A. Temyiz Yoluna Başvuranlar

Bölge Adliye Mahkemesinin yukarıda belirtilen kararına karşı süresi içinde davalı erkek vekili temyiz isteminde bulunmuştur.

B. Temyiz Sebepleri

Davalı erkek vekili, kararın usul ve kanuna aykırı bulunduğunu ileri sürerek, hükmün tamamı yönünden kararın bozulmasına karar verilmesini talep etmiştir.

C. Gerekçe

1. Uyuşmazlık ve Hukuki Nitelendirme

Uyuşmazlık, taraflarca açılan boşanma davasında taraflar arasında ortak hayatı temelinden sarsacak derecede ve birliğin devamında imkan vermeyecek nitelikte davalı erkekten kaynaklanan bir geçimsizlik bulunup bulunmadığı, kadının davasının kabulü şartlarının gerçekleşip gerçekleşmediği, ispat noktasında toplanmaktadır.

2. İlgili Hukuk

4721 sayılı Kanun'un 4 üncü maddesi, 166 ncı maddesinin birinci ve ikinci fıkrası; 6100 sayılı Kanun'un 190 ıncı, 194 üncü, 369 uncu, 370 inci ve 371 inci maddeleri.

3. Değerlendirme

1.Bölge adliye mahkemelerinin nihai kararlarının bozulması 6100 sayılı Kanun'un 371 inci maddesinde yer alan sebeplerden birinin varlığı hâlinde mümkündür.

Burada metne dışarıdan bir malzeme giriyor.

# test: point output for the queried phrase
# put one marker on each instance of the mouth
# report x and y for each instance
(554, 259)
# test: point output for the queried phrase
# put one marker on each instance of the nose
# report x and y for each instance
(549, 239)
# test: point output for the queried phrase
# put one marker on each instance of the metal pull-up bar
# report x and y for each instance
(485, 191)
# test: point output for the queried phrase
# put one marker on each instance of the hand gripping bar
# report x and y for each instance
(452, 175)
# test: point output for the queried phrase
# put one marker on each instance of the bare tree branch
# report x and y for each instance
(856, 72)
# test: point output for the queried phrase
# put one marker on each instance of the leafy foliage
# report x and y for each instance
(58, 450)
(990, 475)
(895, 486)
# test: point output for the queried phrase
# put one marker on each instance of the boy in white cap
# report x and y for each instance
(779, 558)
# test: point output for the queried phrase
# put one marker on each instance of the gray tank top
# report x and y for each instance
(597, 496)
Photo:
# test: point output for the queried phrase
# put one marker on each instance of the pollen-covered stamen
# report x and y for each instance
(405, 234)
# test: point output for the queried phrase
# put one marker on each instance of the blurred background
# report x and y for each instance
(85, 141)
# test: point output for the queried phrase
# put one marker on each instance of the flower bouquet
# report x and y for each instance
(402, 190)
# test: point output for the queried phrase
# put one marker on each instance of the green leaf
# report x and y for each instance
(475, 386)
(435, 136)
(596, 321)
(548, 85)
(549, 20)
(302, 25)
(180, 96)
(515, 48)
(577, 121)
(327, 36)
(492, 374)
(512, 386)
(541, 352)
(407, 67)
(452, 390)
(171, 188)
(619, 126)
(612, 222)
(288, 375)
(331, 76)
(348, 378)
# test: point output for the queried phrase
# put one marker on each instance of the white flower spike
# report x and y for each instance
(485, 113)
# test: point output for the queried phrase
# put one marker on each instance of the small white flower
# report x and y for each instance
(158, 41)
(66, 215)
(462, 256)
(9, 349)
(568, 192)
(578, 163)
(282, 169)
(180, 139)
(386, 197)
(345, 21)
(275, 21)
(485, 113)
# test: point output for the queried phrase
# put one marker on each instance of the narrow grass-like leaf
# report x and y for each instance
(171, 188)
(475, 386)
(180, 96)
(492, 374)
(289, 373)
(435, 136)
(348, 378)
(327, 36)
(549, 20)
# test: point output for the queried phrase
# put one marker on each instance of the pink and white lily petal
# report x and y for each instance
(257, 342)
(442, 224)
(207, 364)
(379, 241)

2.Temyizen ..., tarafların karşılıklı iddia ve savunmalarına, dayandıkları belgelere, uyuşmazlığa uygulanması gereken hukuk kuralları ile hukuki ilişkinin nitelendirilmesine, dava şartlarına, yargılama ve ispat kuralları ile kararda belirtilen gerekçelere göre usul ve kanuna uygun olup davalı vekili tarafından temyiz dilekçesinde ileri sürülen nedenler kararın bozulmasını gerektirecek nitelikte görülmemiştir.

VI. KARAR

Açıklanan sebeplerle;

Temyiz olunan Bölge Adliye Mahkemesi kararının 6100 sayılı Kanun'un 370 inci maddesinin birinci fıkrası uyarınca ONANMASINA,

Aşağıda yazılı temyiz giderinin temyiz edene yükletilmesine,

Dosyanın İlk Derece Mahkemesine, kararın bir örneğinin Bölge Adliye Mahkemesine gönderilmesine,

20.02.2024 tarihinde oy birliğiyle karar verildi.